The End of the Shortage: A Closer Look

The shortage, which began in 2022, was primarily driven by an unprecedented surge in demand for GLP-1 receptor agonists, the class of drugs to which Ozempic and Wegovy belong. Novo Nordisk, the manufacturer, has responded to this demand by significantly increasing production capacity. The FDA's announcement signifies that the company is now effectively meeting or exceeding the current and projected national demand for these medications.

Impact on Compounding Pharmacies: A Transition Period

During the shortage, compounding pharmacies played a vital role in providing access to semaglutide, the active ingredient in Ozempic and Wegovy. However, with the shortage now resolved, the FDA is signaling a shift away from compounded versions. To facilitate a smooth transition for patients, the agency is granting a 60 to 90-day grace period, allowing compounding pharmacies to continue dispensing these medications during this time.

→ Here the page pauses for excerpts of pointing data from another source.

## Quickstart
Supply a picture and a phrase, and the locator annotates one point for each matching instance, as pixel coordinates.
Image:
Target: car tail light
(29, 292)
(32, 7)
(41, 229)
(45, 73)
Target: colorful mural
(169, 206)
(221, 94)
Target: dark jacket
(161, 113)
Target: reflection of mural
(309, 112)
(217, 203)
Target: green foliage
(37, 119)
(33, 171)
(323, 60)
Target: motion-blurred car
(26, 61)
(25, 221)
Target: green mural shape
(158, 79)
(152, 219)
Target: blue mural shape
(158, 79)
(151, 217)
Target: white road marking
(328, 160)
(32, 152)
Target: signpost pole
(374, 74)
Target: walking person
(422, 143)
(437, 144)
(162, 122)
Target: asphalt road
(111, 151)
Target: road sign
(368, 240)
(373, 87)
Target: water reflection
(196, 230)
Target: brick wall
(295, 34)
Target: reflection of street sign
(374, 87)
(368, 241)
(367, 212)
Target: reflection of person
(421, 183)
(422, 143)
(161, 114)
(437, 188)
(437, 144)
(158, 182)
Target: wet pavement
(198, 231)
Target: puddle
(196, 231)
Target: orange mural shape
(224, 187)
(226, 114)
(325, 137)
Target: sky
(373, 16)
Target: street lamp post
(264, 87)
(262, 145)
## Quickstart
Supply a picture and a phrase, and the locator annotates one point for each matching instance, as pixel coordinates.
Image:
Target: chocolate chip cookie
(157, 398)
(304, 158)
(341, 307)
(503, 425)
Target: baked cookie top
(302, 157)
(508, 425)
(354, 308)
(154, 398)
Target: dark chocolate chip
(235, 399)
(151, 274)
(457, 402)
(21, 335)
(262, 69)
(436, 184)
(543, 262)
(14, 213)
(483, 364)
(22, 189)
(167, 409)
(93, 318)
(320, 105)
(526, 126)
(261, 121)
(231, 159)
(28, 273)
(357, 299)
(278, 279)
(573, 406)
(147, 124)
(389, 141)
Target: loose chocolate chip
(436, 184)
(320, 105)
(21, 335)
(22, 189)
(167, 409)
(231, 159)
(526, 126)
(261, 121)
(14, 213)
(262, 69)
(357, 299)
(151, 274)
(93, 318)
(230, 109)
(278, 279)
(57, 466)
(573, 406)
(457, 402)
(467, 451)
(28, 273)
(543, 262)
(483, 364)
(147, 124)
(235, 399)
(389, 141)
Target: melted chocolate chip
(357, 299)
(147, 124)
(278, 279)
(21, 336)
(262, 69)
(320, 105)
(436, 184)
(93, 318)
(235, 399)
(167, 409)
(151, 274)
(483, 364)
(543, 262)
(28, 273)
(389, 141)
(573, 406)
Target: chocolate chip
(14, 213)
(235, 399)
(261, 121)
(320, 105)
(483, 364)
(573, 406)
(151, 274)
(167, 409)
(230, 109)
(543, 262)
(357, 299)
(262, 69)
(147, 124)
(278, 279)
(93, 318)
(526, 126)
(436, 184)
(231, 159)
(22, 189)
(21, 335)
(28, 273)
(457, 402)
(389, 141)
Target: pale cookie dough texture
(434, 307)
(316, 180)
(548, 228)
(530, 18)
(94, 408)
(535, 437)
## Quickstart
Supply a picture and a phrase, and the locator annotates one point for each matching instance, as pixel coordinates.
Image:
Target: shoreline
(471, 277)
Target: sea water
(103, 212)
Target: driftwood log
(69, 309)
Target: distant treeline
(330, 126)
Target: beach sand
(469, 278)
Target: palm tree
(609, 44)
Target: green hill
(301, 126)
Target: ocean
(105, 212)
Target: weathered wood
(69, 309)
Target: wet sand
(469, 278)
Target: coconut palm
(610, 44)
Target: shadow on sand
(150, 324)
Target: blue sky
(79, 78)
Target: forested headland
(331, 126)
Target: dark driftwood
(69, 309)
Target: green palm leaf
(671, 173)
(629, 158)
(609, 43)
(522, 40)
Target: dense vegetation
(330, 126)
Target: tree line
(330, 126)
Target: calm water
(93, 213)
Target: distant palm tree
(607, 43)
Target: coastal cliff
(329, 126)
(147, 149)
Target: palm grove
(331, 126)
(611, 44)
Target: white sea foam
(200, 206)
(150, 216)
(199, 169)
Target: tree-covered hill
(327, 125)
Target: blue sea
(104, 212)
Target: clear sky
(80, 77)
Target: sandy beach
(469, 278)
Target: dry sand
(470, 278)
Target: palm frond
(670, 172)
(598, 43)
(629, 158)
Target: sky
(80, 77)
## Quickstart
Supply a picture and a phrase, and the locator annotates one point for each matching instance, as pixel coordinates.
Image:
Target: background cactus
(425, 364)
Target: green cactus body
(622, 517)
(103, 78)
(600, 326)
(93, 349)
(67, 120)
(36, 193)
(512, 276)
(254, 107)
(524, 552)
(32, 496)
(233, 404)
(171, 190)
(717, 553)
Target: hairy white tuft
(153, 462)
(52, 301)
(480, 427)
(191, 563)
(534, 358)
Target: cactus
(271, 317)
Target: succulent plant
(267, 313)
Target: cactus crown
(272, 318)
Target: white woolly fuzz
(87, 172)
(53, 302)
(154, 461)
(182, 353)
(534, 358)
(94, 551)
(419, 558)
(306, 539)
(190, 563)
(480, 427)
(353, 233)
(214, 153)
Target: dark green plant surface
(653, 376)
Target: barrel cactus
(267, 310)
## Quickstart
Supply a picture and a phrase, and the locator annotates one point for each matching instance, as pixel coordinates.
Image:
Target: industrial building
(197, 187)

Safety Concerns and Legal Battles: Protecting Patient Health

The FDA has consistently expressed concerns regarding the safety of compounded semaglutide, citing reports of adverse events. Novo Nordisk has taken legal action against sellers of "copycat" products, filing over 100 lawsuits alleging false advertising and unfair trade practices. Similarly, Eli Lilly has pursued legal avenues against sellers of compounded Zepbound and Mounjaro. These actions underscore the pharmaceutical industry's commitment to ensuring patient safety and maintaining the integrity of FDA-approved medications.

Patient and Prescriber Guidance: Navigating the New Landscape

While the national shortage has ended, patients and prescribers should be aware that localized supply disruptions may still occur as the supply chain adjusts. The FDA strongly advises against using compounded versions of semaglutide when FDA-approved medications are available. Patients should consult with their healthcare providers to discuss their treatment options and ensure a safe and effective transition.

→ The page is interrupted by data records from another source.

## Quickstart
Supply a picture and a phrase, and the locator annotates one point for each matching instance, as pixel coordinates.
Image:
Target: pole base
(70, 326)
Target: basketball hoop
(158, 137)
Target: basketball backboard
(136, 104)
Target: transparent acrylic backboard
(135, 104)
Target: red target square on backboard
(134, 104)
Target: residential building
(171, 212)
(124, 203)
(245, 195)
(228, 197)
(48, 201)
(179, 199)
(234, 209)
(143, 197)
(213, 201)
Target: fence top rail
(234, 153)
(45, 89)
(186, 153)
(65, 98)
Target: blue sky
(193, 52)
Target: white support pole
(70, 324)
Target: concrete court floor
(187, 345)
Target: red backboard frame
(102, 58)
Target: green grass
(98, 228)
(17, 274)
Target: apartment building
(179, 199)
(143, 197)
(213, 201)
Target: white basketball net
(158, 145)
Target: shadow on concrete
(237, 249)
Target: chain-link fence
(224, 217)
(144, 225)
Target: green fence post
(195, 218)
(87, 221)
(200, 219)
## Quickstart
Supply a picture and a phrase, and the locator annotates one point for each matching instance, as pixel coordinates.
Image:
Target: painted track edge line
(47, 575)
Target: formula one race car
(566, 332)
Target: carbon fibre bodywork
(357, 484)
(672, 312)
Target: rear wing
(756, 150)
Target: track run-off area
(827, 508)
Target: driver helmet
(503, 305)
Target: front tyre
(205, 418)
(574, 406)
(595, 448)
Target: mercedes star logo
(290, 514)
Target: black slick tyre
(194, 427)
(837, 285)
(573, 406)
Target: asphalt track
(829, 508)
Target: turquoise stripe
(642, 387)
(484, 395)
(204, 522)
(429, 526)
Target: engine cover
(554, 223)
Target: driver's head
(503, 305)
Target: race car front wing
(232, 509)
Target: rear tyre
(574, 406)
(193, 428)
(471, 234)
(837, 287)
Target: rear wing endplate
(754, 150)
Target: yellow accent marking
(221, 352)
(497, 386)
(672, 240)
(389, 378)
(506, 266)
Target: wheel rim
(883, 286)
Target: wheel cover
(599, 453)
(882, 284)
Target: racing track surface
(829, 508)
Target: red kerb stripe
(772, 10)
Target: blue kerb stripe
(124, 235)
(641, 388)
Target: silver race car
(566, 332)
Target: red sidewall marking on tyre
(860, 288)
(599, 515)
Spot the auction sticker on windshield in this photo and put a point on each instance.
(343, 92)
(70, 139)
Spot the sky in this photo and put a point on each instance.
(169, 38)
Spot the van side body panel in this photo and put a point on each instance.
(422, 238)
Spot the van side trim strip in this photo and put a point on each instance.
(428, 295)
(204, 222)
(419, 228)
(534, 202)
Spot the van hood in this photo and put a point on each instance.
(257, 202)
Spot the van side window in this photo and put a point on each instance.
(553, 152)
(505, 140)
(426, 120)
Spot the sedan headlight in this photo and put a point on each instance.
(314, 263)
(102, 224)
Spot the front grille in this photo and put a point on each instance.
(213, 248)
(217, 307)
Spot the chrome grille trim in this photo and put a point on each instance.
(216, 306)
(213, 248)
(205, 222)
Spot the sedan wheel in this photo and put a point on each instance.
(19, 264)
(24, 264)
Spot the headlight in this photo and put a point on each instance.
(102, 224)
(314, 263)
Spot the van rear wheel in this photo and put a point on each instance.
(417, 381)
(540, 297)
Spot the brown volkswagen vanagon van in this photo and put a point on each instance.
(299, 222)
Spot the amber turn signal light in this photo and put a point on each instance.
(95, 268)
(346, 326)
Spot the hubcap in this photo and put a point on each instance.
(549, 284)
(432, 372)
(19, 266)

Remaining Shortages and the Broader GLP-1 Market

It's important to note that while the semaglutide shortage is resolved, other GLP-1 medications, such as dulaglutide (Trulicity) and some liraglutide injections, continue to experience supply constraints. This highlights the ongoing challenges in meeting the surging demand for these medications. The evolving landscape of the GLP-1 market requires careful monitoring and strategic planning to ensure patient access and safety.

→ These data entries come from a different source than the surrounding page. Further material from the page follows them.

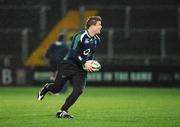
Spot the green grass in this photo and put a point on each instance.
(97, 107)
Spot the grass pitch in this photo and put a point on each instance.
(96, 107)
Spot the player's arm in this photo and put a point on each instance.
(78, 40)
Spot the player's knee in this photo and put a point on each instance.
(79, 91)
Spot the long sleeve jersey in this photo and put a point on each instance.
(82, 48)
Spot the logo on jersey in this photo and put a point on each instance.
(86, 41)
(86, 52)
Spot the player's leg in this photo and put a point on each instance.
(53, 87)
(79, 81)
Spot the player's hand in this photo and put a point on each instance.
(88, 66)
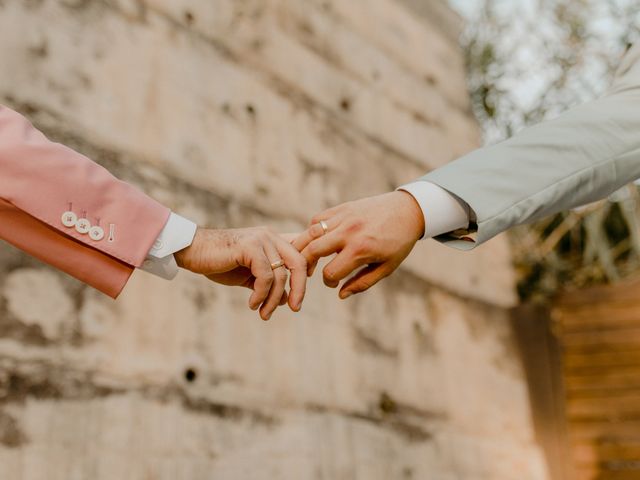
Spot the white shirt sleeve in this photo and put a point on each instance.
(443, 212)
(177, 234)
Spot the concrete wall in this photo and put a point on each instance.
(237, 113)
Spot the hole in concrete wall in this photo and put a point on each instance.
(387, 404)
(190, 375)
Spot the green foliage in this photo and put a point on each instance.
(527, 62)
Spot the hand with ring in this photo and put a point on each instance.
(255, 258)
(373, 235)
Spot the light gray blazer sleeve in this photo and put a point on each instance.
(582, 156)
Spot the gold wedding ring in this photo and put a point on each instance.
(278, 264)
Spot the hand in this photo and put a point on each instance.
(376, 233)
(243, 257)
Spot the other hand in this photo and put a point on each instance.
(373, 234)
(249, 257)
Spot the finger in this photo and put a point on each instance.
(365, 279)
(321, 247)
(290, 237)
(263, 275)
(341, 267)
(314, 232)
(284, 299)
(297, 265)
(326, 214)
(279, 281)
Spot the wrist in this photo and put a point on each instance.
(414, 216)
(182, 256)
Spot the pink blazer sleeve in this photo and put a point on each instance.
(68, 211)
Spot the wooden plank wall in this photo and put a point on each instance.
(599, 335)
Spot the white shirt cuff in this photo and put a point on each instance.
(176, 235)
(443, 212)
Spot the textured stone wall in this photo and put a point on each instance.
(237, 113)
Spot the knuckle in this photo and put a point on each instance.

Key Takeaways: A Summary of the Implications

• The Ozempic and Wegovy shortage is officially over, signaling improved access for patients.
• A 60-90 day grace period is in place for compounding pharmacies to transition.
• Safety concerns surrounding compounded semaglutide remain a priority.
• Legal battles are ongoing to protect the integrity of FDA-approved medications.
• Patients should prioritize FDA-approved medications and consult with their doctors.
• Shortages of other GLP-1 medications persist.